Qui était Viktor Hartmann ?

La version originale pour piano des Tableaux d’une exposition, cycle composé par Moussorgski pendant l’été 1874, est dédiée à Vladimir Stassov, journaliste russe qui eut l’idée de réunir cinq musiciens sous le terme générique de « groupe des Cinq ». C’est également Stassov qui reçut de Berlioz, en 1862, le manuscrit original du Te Deum, créé sept ans plus tôt à Saint-Eustache, à charge pour lui de le remettre à la Bibliothèque impériale de Saint-Pétersbourg. Personnage-clef de la vie musicale russe de cette époque, Vladimir Stassov fut à l’origine de la rencontre entre Moussorgski et le peintre et architecte Viktor Hartmann, né en 1834. Cette rencontre eut lieu en 1870, mais l’amitié qui lia le journaliste, le peintre et les cinq musiciens fut de courte durée car Hartmann mourut d’une rupture d’anévrisme en 1873.
Cette nouvelle ébranla Saint-Pétersbourg au point qu’une exposition de 400 œuvres de l’artiste fut organisée à l’Académie des beaux-arts. Moussorgski avait acquis plusieurs toiles et dessins d’Hartmann, et bien sûr les prêta à l’occasion de cette exposition, qui fut aussi pour lui le point de départ de ses Tableaux. Lesquels, comme on le sait, évoquent dix œuvres, mais sans céder à la tentation naïve de la description ; il faut y voir et y entendre plutôt un ensemble de pages contrastées, juxtaposées avec fantaisie à la manière d’un cycle schumannien*, et reliées entre elles par une épisodique Promenade (« On voit ma physionomie dans les intermèdes », disait plaisamment Moussorgski), comme s’il s’agissait, cette fois, d’un wanderer héritier de Schubert vagabondant d’une étape à l’autre de son voyage, fût-il clos ou imaginaire.
Ces tableaux ou plutôt ces évocations font appel à toutes les ressources du piano et cultivent volontiers le contraste : mélopée triste du Vecchio castello, crescendo puissant de Bydlo, légèreté du Ballet des poussins, humeurs opposées de deux personnages dans Samuel Goldenberg et Schmuyle, contraste brutal entre Limoges et Catacombes, énergie de la Cabane (qui n’est autre que la sorcière Baba-Yaga), etc.
Une partie des œuvres d’Hartmann ont hélas disparu.
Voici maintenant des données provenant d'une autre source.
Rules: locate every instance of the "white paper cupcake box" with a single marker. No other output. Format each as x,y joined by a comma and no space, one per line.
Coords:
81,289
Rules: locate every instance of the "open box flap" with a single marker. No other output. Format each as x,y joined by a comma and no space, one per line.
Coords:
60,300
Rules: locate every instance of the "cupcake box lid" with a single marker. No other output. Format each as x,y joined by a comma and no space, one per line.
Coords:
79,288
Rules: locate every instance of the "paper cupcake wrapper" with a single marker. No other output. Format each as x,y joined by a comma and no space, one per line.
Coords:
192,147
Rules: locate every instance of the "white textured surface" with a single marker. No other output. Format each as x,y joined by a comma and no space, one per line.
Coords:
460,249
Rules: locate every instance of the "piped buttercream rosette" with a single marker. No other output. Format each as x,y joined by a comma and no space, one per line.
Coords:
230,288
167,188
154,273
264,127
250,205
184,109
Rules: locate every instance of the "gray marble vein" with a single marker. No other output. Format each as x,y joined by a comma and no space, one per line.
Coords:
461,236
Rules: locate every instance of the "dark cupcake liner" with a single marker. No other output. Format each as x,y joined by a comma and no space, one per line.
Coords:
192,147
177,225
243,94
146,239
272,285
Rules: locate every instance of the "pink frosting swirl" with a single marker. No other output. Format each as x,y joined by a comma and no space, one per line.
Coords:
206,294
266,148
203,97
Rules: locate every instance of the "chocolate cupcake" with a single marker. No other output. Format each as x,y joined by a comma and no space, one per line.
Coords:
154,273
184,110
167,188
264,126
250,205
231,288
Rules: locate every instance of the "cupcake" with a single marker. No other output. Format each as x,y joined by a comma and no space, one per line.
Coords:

Il en reste toutefois six, parmi celles qui ont inspiré le musicien, dont le projet de la Grande Porte de Kiev, réponse à un concours lancé par le tsar Alexandre II, sur le thème de la Providence, à la suite de l’attentat d’où il sortit miraculeusement indemne. On notera qu’en 1928 fut confié à Kandinsky le soin de mettre en scène Les Tableaux d’une exposition avec des décors de son cru ; décors qui ont eux aussi en partie disparu mais dont il reste des esquisses et des aquarelles qui ont permis au pianiste Mikhail Rudy de reconstituer ce spectacle.
Christian Wasselin
* Il est d’ailleurs curieux de noter que Ravel, qui orchestra somptueusement les Tableaux de Moussorgski en 1922, avait orchestré dès 1914 plusieurs pages du Carnaval de Schumann pour un spectacle donné par Nijinsky à Londres.